FOR IMMEDIATE RELEASE
February 2, 2015 | USCIRF
WASHINGTON, D.C. - Reports of pre-election violence, combined with rising societal and political tensions, increase the likelihood of religiously-motivated violence around Nigeria’s February 14 presidential elections, warns the U.S. Commission on International Religious Freedom (USCIRF).
“We welcome Secretary of State John Kerry’s timely trip to Nigeria in January. His warning to presidential candidates Goodluck Jonathan and Mohammadu Buhari that the United States will withhold visas to persons who engage in, plan, and/or perpetrate electoral violence sends a strong message in support of peaceful elections,” said USCIRF Chair Dr. Katina Lantos Swett. “Every effort needs to be undertaken to ensure peaceful elections and prevent the use of religion to stir up more violence. The events leading up to and immediately following February 14 are crucial to Nigeria’s long-term stability and status as a multi-religious and multi-ethnic society.”
Concerns of electoral violence along Muslim-Christian lines are compounded by the horrific attacks perpetrated by Boko Haram. This violent Islamist insurgency has now displaced one million people and controls large sections of the northeast of the country. The terrorist organization’s escalating attacks and the Nigerian government’s inadequacy in responding to them create a difficult and volatile environment for the upcoming elections. There are serious concerns that these factors will negatively impact the voting process and could lead to questions of electoral credibility, further putting Africa's most populous country at grave risk.

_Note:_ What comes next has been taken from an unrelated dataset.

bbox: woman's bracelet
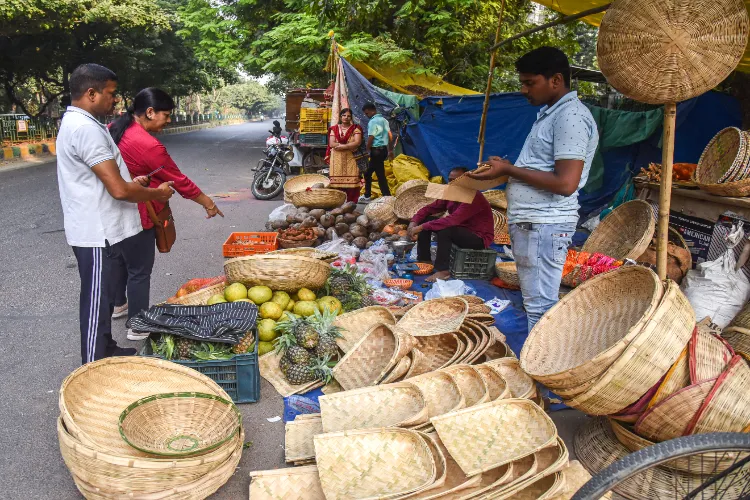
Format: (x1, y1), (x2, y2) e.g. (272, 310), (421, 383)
(206, 204), (217, 211)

USCIRF has warned for almost a year that the presidential elections again are becoming a flashpoint for religiously-motivated violence. The April 2011 electoral violence in Nigeria’s north and Middle Belt states started as political, but quickly became religious in nature. Three days of rioting left more than 800 dead (500 in Kaduna alone, with the vast majority being Muslims), 65,000 displaced, and 430 churches destroyed. Earlier this month, USCIRF issued a Factsheet on Religion and Nigeria’s 2015 Presidential Elections, highlighting the potential for electoral and sectarian violence as the elections near. With only weeks before the contest, reports are increasing of pre-election violence and threats directed at the candidates, parties, and their supporters.
“Unless Nigerian leaders take concrete steps to prevent electoral violence and calm their supporters, these elections could be more violent than those in 2011,” said USCIRF Chair Lantos Swett. “The potential for violence is increasing almost daily.”

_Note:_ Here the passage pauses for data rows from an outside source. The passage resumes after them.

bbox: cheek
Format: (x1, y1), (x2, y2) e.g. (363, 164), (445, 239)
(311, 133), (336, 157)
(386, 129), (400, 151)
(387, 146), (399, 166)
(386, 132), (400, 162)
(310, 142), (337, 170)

USCIRF calls on Nigeria’s political parties to hold responsible their members who issue statements inciting violence along religious lines, and Nigeria’s police and judiciary to impartially hold accountable all perpetrators of electoral violence.
USCIRF has recommended the U.S. government designate Nigeria a “country of particular concern” since 2009. The government of Nigeria continues to tolerate systematic, ongoing, and egregious violations of religious freedom affecting all Nigerians, both Christian and Muslim. For many years, the government has failed to bring those responsible for sectarian violence to justice, prevent and contain acts of such violence, or prevent reprisal attacks. As a result since 1999, more than 18,000 Nigerians have been killed in sectarian violence between Muslims and Christians. Boko Haram, a militant group that espouses an extreme and violent interpretation of Islam, benefits from this culture of impunity and lawlessness as it exploits Muslim-Christian tensions and seeks to destabilize Nigeria.